Domaine Clarence Dillon
- Company type: SAS (Société par actions simplifiée)
- Industry: Wine and Hospitality
- Founded: Paris, France (1935)
- Founder: Clarence Dillon
- Headquarters: 31 avenue Franklin D. Roosevelt 75008 Paris, France
- Key people: Prince Robert of Luxembourg (President)
- Products: Château Haut-Brion Château La Mission Haut-Brion Château Quintus Clarendelle, Inspiré par Haut-Brion, Clarence Dillon Wines, Le Clarence, La Cave du Château, Big French Bottle
- Website: domaineclarencedillon.com

= Domaine Clarence Dillon =

French wine company

Domaine Clarence Dillon is a wine company run by a family that owns estates such as Château Haut-Brion (a 1855 Premier Grand Cru Classé), Château La Mission Haut-Brion (Grand Cru Classé de Graves), Château Quintus (Saint-Emilion Grand Cru) and Clarendelle. Since 2015, Domaine Clarence Dillon has also had a two-star gourmet restaurant Le Clarence and La Cave du Château, a wine shop, both in Paris.

== History ==
The company was founded on June 1, 1935, and named after its owner, the American financier Clarence Dillon, who bought Château Haut-Brion in 1935.

From 1935 to 1975, Seymour Weller, nephew of Clarence Dillon, managed the company.

From 1975 through 2008, Joan Dillon,
Duchesse de Mouchy, served as president of Domaine Clarence Dillon.
Her husband, Philippe de Noailles, 8th Duke of Mouchy (1922–2011), was General Manager. Under their management, the company bought Château La Mission Haut-Brion, Château Laville Haut-Brion and Château La Tour Haut-Brion in 1983.

In 1993, Prince Robert of Luxembourg, son of the Duchesse de Mouchy and great-grandson of Clarence Dillon, joined the Board of Directors. In 2002, he became General Manager. Since 2008, Prince Robert of Luxembourg, her son by her marriage to Prince Charles of Luxembourg, is President of Domaine Clarence Dillon.

The Board of Directors of Domaine Clarence Dillon includes only descendants of Clarence Dillon, through his son C. Douglas Dillon, who had served as U.S. Secretary of the Treasury from 1961 to 1965, or his daughter Dorothy Dillon-Eweson.

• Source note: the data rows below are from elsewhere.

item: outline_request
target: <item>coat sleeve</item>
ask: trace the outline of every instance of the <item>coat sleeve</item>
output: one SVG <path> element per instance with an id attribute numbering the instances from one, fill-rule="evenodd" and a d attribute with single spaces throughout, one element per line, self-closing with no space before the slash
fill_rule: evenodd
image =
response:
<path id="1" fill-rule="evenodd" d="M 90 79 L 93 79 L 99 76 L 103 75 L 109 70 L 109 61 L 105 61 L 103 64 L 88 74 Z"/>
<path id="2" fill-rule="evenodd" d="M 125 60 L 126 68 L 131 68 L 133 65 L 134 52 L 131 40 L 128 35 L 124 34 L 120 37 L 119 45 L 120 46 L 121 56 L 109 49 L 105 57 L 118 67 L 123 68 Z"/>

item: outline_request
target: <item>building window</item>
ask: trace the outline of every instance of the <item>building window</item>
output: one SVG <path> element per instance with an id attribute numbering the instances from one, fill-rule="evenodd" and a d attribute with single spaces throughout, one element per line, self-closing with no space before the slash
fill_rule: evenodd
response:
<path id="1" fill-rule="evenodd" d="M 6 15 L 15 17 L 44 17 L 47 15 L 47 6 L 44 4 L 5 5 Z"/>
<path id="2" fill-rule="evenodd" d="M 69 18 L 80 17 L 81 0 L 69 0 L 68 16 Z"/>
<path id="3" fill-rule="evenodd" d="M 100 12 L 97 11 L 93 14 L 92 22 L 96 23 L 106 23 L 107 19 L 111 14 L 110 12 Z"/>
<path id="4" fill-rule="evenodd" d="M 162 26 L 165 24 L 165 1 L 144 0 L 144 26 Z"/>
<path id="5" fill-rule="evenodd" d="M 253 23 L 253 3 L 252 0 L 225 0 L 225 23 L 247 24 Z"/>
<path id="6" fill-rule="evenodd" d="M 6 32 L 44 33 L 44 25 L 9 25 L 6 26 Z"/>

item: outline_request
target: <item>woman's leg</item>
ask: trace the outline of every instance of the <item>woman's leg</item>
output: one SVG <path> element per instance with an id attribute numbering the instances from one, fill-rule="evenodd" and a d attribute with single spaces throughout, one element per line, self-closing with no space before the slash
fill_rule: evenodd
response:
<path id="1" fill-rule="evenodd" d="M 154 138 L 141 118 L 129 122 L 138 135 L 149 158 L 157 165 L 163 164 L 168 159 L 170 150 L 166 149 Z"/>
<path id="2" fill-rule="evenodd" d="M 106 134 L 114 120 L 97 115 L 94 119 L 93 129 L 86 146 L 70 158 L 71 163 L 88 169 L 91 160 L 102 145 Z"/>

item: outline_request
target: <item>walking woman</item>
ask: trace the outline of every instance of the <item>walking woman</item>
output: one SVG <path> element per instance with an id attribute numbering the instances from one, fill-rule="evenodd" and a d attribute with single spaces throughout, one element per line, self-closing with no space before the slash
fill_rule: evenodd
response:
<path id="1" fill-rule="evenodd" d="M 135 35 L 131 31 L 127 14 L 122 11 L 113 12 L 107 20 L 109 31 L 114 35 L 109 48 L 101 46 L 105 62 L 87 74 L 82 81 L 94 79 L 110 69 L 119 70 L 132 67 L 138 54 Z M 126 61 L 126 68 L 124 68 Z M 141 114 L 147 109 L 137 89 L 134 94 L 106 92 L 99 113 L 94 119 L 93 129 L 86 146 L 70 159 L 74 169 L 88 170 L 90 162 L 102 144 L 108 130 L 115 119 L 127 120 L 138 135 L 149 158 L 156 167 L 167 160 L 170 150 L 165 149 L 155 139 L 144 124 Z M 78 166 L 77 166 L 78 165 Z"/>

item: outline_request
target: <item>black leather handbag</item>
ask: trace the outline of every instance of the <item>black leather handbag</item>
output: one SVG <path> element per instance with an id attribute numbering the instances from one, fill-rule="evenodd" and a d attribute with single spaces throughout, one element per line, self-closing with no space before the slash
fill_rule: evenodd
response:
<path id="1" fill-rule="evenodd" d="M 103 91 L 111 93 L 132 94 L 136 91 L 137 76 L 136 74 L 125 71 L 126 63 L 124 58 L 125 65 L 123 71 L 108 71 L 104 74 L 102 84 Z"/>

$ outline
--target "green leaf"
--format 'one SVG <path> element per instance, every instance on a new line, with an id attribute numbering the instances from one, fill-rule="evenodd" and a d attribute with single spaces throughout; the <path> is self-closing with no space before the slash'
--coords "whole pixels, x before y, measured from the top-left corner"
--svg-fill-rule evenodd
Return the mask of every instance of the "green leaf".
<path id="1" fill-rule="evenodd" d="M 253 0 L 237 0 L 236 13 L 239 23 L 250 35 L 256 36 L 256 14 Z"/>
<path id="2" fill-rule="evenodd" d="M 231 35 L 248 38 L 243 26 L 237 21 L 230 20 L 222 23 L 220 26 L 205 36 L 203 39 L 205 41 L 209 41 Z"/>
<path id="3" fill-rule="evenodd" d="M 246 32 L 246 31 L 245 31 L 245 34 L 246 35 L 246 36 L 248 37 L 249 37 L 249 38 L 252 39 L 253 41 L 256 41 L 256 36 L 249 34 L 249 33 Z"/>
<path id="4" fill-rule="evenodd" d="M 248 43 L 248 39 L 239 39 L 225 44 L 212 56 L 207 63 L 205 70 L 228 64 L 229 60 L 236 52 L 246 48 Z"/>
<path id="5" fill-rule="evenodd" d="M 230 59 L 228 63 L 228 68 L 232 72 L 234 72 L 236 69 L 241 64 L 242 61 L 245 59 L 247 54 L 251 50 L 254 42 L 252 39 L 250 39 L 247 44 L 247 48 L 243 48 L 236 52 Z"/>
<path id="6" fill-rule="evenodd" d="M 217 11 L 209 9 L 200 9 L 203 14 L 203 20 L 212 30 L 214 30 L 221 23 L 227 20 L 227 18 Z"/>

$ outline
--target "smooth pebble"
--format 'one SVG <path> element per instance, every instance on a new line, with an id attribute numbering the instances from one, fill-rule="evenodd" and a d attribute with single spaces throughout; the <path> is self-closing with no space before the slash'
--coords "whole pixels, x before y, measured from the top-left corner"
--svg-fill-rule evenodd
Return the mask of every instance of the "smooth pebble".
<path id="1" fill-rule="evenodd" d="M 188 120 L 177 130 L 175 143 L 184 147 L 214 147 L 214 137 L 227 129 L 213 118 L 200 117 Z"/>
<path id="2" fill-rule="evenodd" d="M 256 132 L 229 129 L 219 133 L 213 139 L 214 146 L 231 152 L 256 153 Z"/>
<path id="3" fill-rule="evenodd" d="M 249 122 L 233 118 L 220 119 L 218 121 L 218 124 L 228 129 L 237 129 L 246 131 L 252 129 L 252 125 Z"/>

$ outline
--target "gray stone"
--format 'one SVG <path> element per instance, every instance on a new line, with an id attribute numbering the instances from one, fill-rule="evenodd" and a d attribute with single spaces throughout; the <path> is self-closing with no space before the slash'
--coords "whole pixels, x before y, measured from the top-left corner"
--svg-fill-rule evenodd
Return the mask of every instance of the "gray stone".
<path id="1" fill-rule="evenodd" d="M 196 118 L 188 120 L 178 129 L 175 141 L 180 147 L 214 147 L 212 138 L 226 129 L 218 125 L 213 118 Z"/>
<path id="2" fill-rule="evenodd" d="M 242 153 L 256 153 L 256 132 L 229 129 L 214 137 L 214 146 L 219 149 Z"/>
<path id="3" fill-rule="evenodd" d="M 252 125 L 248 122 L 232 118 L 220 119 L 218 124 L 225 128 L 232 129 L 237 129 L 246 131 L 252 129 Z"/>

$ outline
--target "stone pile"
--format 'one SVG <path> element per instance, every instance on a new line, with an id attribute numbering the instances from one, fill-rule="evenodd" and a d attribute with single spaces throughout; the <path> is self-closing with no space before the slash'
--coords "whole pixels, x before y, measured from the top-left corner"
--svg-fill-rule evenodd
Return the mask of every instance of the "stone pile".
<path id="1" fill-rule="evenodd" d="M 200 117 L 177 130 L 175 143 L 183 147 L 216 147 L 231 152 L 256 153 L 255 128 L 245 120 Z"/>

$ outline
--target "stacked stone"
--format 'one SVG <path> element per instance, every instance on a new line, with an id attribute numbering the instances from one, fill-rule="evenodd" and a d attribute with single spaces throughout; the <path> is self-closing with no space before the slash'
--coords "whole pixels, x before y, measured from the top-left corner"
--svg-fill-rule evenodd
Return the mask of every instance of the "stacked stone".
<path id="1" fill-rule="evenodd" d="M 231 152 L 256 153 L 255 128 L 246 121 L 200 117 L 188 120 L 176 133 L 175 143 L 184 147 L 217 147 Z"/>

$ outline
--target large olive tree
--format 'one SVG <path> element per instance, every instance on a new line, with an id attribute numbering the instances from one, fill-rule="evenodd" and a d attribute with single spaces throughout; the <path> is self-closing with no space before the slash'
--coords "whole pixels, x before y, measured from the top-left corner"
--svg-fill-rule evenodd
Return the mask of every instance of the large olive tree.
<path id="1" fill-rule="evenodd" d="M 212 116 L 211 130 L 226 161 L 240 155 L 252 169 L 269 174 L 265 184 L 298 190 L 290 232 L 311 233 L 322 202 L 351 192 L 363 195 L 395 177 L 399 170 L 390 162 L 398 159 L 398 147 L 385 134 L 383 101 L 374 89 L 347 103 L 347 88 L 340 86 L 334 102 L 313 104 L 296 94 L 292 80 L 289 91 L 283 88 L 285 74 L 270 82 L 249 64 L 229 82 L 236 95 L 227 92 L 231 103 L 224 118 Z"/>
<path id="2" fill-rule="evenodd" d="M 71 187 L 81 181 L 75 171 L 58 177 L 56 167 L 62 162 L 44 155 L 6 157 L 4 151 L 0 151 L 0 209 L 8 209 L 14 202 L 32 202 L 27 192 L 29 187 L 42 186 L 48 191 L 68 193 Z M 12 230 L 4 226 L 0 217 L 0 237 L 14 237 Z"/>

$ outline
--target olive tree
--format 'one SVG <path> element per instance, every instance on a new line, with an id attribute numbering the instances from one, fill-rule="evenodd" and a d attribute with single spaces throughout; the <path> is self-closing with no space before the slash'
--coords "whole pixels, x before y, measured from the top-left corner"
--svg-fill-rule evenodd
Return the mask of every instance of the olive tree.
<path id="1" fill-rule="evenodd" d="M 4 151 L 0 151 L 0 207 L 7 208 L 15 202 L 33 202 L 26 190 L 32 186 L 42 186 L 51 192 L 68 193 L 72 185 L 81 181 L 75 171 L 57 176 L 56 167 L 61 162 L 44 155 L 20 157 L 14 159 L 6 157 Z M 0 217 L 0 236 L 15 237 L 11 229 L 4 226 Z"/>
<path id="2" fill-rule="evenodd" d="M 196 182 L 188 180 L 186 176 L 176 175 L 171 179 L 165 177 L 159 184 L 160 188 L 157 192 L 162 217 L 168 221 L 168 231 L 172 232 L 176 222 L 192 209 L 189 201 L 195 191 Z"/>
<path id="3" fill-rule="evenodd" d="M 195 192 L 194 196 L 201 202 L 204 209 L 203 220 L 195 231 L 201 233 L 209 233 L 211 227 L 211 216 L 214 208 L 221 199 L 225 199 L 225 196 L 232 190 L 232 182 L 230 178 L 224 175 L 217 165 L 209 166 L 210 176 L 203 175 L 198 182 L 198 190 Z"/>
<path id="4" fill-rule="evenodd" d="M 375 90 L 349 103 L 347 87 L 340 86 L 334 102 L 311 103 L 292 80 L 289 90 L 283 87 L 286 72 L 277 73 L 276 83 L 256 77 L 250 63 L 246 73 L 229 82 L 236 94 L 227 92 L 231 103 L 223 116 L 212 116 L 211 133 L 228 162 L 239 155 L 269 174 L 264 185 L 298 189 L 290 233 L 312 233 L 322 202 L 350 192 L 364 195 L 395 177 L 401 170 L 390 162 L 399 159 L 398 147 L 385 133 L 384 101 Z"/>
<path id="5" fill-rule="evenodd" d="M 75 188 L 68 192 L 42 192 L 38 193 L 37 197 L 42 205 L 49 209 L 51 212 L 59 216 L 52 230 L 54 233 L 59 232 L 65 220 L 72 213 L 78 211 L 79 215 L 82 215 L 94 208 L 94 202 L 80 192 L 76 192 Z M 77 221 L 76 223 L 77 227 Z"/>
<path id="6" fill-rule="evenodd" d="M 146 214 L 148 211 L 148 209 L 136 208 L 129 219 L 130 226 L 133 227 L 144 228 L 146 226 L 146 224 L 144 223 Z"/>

In 2010, Domaine Clarence Dillon and the Dillon family became founding sponsors of La Cité du Vin in Bordeaux. This cultural center celebrating the global wine culture opened its stores in 2016, receiving close to half a million visitors annually. Prince Robert of Luxembourg is a member of the Board of Directors of La Cité du Vin Foundation and President of its Cultural Committee.

On June 24, 2011, Domaine Clarence Dillon announced the acquisition of Château Tertre Daugay, former First Growth of Saint-Emilion, now renamed Château Quintus.

In 2013, Château Quintus itself acquired the neighbouring property, Château L’Arrosée.

== Recent activities ==
On November 17, 2015, Domaine Clarence Dillon's scope of activities broadened with the creation of two new companies, both based in its headquarters, a mansion house located in the heart of Paris Golden Triangle. This residence allows visitors to discover the atmosphere of Château Haut-Brion while also discovering a gourmet cuisine awarded 2 Michelin stars, “Le Clarence”. Housed in the same building is “La Cave du Château”, a fine wine shop featuring a wide selection of wines sourced exclusively from the greatest terroirs of France. In November 2017 it created a website celebrating large format bottles: Big French Bottle.

In October 2018, Prince Robert of Luxembourg and Domaine Clarence Dillon joined Primum Familiae Vini, an international association of 12 of the world's finest wine producing families.